US Immigration and Customs Enforcement officials last week detained hundreds of undocumented immigrants, including at least one who qualifies for the 2012 Deferred Action for Childhood Arrivals (DACA) executive action, prompting emotional reactions from people on both sides of the issue. But public debate about President Trump’s pledge to secure the country’s southern border, cancel DACA, and crack down on illegal immigration often focuses on the large groups of Latinx beneficiaries, overlooking the hundreds of thousands of undocumented Asian American and Pacific Islander (AAPI) families who will also be affected by the president’s immigration actions.
Asian American and Pacific Islanders accounted for about 14 percent of the undocumented immigrant population and 13 percent of immigrants immediately eligible for DACA when the program was announced in 2012. Disproportionately low DACA application rates among potentially eligible AAPIs reflect an urgent need for improved multilingual community outreach and education in all service areas.
Deferred Action for Childhood Arrivals provides work permits, access to higher education, and temporary protection from deportation to over 700,000 youth who arrived in the United States as minors and have lived here since at least 2007. There is a large gap between potential DACA eligibility and DACA applications in the AAPI community. In 2016, only 20 percent of potentially eligible AAPIs sought temporary protection through DACA, versus 77 percent in the Latinx community.
Several factors, including cultural stigma, limited media coverage, and language barriers, contribute to these differences. Although Census data group AAPIs in aggregate, the AAPI community demonstrates wide linguistic diversity, and a significant percentage have limited English speaking skills.
According to a 2014 Center for American Progress report, 35 percent of people who identified as Asian only used a language other than English at home and spoke English “less than very well.” Although the AAPI and the Latinx communities’ needs for interpreted and translated services are similar, AAPI-serving organizations must provide resources in multiple languages, such as Chinese, Tagalog, and Vietnamese, the most commonly spoken languages among AAPIs.
Legal and immigration service providers are not the only ones who need to improve language access for AAPIs in light of recent immigration policy decisions. Housing, education, workforce development, health care, and safety net programs should also build capacity and collaborate to provide translated and interpreted services for those hardest to reach.

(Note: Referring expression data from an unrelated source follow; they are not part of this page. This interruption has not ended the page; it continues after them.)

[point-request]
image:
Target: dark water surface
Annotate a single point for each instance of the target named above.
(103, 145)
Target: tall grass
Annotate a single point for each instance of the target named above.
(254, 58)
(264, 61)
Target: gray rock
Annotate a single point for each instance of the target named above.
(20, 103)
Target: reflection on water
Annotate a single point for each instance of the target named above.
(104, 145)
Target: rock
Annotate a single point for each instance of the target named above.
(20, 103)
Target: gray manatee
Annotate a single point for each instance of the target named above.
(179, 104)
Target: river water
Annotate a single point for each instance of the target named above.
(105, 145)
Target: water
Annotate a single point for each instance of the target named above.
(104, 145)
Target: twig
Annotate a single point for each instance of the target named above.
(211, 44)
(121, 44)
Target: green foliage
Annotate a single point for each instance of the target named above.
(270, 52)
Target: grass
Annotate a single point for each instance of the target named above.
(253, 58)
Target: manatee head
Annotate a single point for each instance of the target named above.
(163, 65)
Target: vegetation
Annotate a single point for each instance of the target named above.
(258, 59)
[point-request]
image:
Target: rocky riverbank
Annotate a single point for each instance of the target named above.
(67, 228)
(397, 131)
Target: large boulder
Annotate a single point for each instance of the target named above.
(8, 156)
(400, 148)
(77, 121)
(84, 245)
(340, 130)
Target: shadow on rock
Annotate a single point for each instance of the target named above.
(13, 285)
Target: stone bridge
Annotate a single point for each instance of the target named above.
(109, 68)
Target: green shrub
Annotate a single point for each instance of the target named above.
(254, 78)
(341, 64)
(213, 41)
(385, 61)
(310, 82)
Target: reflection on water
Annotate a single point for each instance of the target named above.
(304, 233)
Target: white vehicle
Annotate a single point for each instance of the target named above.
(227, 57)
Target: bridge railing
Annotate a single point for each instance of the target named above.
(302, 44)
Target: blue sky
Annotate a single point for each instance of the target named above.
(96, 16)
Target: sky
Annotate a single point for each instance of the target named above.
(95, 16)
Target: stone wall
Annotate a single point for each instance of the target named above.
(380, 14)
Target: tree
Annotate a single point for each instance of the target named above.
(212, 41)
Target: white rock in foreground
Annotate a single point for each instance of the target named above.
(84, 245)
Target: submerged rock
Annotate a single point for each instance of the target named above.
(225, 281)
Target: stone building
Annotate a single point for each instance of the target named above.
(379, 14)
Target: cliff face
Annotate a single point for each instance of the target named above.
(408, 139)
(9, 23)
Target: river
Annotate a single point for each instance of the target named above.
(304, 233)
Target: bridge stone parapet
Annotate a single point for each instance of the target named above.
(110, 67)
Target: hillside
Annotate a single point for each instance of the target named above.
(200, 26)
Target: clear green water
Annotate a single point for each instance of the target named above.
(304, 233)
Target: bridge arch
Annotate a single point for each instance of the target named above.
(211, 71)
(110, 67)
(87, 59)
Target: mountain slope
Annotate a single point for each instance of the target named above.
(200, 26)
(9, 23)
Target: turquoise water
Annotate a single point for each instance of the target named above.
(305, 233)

The National AAPI DACA Collaborative is a partnership where service providers—including Filipino Advocates for Justice, South Asian Network, Chinese for Affirmative Action, and the National Korean American Services and Education Consortium—consolidate and provide resources in different languages. While many organizations provide information about workshops or other resources online and on social media, they must offer their websites and social media posts in different languages so AAPIs with limited English can more easily access these resources.
Daniel Ramirez, the DACA recipient detained by immigration officials last week, challenged his detention in Seattle earlier this week on the grounds that it violated “his constitutional rights” as someone with work authorization under DACA. Although the outcome is not yet clear, his arrest is a reminder that service providers need to help all immigrants, including AAPIs, gain access to resources and learn their rights in a language they understand.